Dans une vidéo publiée le 13 février dernier par le média Fréquence populaire, Emmanuel Todd tente d’analyser les causes de l’effondrement économique et politique allemand.
Élève d’Emmanuel Le Roy Ladurie, formé à la méthode de l’École des Annales, Emmanuel Todd s’attache à définir les contours des structures familiales sur le temps long, celles qui permettent d’expliquer les tendances lourdes de la société allemande. Dans une première vidéo publiée le 15 janvier 2025, il analysait les causes du déclin américain, sa défaite en Ukraine et son incapacité à faire face à la concurrence extérieure à cause de ses faiblesses démographiques et industrielles. Alors qu’il présentait la tendance pro-israélienne depuis 1967 comme un « must de la politique américaine », Todd reconnaissait par ailleurs qu’il y avait bien « un génocide » à Gaza.
Dans ce deuxième épisode, Todd s’attaque donc à la structure familiale allemande, la famille souche, construite autour de trois générations vivant sous le même toit, inégalitaire car favorisant l’aîné, et permettant une reproduction sociale solide de l’autorité et de l’obéissance. En cela, l’Allemagne est un pays très uniforme. Il constate d’ailleurs une différence notable entre l’Allemagne et la France, pays qu’il considère comme un « mini-Empire », tant les différences culturelles étaient importantes entre les différentes régions françaises.
La famille souche, inégalitaire, serait selon Todd l’une des raisons de l’incapacité allemande à dominer l’Europe de façon durable, inapte qu’elle est à proposer un modèle universel. Elle serait aussi l’une des raisons qui expliquerait pourquoi l’Allemagne est restée industrielle, par « archaïsme », tandis que les autres nations, États-Unis et Royaume-Uni en tête, passaient sans complexe à l’économie tertiaire et financiarisée. Néanmoins, il reconnaît que cette structure souche allemande s’est construite progressivement aux alentours du XIIIe siècle pour atteindre son paroxysme durant les années 1830-1860. Cette société très rigide a connu ensuite une phase de relâche qui correspond, chronologiquement, à la montée en puissance du nazisme.

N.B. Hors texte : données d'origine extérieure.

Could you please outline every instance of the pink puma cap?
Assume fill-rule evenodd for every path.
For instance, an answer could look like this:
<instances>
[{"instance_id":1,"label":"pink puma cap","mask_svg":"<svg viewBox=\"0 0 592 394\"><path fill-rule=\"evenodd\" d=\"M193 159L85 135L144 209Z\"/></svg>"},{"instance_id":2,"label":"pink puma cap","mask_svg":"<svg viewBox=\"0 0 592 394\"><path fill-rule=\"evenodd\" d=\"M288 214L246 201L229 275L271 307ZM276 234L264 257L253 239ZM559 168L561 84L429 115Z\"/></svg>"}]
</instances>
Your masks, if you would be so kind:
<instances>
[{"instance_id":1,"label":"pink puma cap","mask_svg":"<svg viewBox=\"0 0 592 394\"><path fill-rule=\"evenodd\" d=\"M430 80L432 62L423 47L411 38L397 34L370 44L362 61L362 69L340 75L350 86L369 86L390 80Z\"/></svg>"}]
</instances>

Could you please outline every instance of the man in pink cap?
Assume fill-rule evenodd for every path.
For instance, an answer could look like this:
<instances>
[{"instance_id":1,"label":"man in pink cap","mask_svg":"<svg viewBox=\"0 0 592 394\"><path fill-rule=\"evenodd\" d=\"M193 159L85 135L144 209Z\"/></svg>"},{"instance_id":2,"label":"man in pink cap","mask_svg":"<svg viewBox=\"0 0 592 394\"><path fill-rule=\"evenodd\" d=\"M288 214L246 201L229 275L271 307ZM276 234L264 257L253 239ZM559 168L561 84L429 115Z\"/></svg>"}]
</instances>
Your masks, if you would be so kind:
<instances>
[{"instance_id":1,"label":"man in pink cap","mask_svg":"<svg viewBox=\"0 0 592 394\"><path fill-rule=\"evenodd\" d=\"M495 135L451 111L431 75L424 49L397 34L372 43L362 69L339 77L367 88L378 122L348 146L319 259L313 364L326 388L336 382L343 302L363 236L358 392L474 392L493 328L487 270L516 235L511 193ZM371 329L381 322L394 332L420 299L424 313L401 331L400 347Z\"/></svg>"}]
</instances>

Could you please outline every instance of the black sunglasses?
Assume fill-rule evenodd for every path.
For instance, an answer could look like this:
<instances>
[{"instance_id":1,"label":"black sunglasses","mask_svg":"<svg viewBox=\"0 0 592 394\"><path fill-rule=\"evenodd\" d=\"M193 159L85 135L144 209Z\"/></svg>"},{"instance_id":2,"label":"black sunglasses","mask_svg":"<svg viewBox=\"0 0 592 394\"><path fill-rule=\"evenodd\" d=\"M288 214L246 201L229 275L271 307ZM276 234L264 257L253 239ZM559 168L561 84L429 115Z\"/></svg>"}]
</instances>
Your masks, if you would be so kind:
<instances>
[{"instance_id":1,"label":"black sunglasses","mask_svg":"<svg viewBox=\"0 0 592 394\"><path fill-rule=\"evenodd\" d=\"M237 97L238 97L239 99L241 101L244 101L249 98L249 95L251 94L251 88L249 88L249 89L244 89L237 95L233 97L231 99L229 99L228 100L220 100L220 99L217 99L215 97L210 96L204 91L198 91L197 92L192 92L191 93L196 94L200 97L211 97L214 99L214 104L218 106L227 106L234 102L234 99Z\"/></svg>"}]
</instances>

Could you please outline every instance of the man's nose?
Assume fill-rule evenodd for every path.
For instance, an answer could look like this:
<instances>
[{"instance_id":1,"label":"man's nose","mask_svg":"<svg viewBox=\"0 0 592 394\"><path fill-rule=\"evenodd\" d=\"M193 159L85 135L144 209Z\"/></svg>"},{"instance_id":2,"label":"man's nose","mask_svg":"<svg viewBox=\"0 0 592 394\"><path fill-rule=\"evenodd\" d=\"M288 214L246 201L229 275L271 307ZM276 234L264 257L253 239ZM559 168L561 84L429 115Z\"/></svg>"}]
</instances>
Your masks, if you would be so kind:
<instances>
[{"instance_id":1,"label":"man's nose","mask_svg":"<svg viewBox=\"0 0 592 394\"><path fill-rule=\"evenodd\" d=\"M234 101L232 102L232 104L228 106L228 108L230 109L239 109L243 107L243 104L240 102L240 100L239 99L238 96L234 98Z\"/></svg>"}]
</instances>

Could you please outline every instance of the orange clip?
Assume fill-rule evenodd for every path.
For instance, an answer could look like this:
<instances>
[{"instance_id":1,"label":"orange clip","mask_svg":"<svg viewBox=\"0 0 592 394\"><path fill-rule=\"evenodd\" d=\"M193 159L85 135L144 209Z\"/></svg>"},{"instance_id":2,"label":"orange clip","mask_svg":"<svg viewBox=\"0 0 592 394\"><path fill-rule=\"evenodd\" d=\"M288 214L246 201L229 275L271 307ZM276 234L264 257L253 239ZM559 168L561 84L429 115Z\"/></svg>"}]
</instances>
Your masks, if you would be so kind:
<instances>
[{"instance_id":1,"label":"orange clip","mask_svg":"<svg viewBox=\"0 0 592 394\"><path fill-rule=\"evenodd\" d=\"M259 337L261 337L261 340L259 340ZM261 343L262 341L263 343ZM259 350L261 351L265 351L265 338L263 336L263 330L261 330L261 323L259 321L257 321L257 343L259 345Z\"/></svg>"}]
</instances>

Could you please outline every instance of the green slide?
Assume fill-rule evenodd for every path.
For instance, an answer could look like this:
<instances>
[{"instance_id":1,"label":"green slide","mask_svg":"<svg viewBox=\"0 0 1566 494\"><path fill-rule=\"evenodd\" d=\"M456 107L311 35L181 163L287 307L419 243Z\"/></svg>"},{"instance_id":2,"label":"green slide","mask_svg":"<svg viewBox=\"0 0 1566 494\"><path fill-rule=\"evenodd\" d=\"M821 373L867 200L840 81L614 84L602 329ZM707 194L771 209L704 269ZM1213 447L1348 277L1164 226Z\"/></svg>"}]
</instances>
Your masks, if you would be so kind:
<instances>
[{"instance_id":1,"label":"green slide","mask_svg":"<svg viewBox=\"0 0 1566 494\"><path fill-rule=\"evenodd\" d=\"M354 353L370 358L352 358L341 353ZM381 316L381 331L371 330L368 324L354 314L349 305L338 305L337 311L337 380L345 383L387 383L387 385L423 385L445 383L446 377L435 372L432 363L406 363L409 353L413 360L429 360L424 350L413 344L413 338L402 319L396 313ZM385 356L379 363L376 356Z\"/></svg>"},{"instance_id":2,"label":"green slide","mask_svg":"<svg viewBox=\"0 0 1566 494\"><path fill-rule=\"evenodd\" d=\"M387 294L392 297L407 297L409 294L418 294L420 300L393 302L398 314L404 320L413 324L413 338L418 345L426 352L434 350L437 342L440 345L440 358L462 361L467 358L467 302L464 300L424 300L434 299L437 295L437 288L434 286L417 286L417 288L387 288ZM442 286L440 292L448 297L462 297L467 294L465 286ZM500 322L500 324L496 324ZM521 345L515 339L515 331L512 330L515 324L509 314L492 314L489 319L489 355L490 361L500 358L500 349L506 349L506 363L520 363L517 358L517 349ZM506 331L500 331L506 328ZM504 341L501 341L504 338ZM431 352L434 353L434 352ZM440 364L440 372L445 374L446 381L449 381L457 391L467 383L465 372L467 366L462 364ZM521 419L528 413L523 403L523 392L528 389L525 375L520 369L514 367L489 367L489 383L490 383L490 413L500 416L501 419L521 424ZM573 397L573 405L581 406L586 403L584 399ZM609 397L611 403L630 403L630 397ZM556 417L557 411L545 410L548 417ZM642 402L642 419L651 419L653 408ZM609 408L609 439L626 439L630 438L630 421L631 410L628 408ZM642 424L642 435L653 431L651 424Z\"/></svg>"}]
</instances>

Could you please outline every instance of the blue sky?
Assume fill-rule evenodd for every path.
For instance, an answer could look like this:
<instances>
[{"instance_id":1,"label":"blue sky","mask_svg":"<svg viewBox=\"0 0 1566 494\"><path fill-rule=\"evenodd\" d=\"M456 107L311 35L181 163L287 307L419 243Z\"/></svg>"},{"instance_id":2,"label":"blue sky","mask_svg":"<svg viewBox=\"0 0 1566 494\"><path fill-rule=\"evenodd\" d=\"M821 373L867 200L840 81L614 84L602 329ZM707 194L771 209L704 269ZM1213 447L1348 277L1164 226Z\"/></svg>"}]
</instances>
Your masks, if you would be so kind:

Il poursuit en décrivant la période du « couple Chirac-Schröder » comme une séquence optimale en Europe à partir de laquelle le succès économique allemand et les structures profondes de sa société l’ont conduit à faire cavalier seul, se privant de « l’esprit français » qui lui aurait permis d’accéder à une forme d’autonomie et de s’émanciper de la domination américaine. À ce moment, (1 h 9 min 20 s) son interlocutrice lui fait remarquer que la France s’est « complètement soumise à l’Allemagne ». À cela, Todd reconnait « une radicale insuffisance de son modèle », puisque cela implique que les « dirigeants français ne sont plus français », acceptant la soumission aussi bien que les Allemands. Et quand on lui demande s’il n’y aurait pas une « utilisation de l’Allemagne et de l’Europe pour punir des Français peut- être difficile à gouverner », Todd se perd dans un concept de prise de pouvoir de la France périphérique basée sur la famille souche et opposée à la structure nucléaire du bassin parisien, celle des sans-culottes, qui a fait la république égalitaire. Ne souhaitant pas être « insultant », car étant lui-même un « enfant du judéo-bolchévisme », Todd évoquera les catholiques bretons, ceux des Alpes, du Sud-Ouest. Comme il le dit un peu plus loin dans la discussion alors qu’il évoque les ronds-points en France, Emmanuel Todd à parfois tendance à faire des « refus de priorité par inadvertance »…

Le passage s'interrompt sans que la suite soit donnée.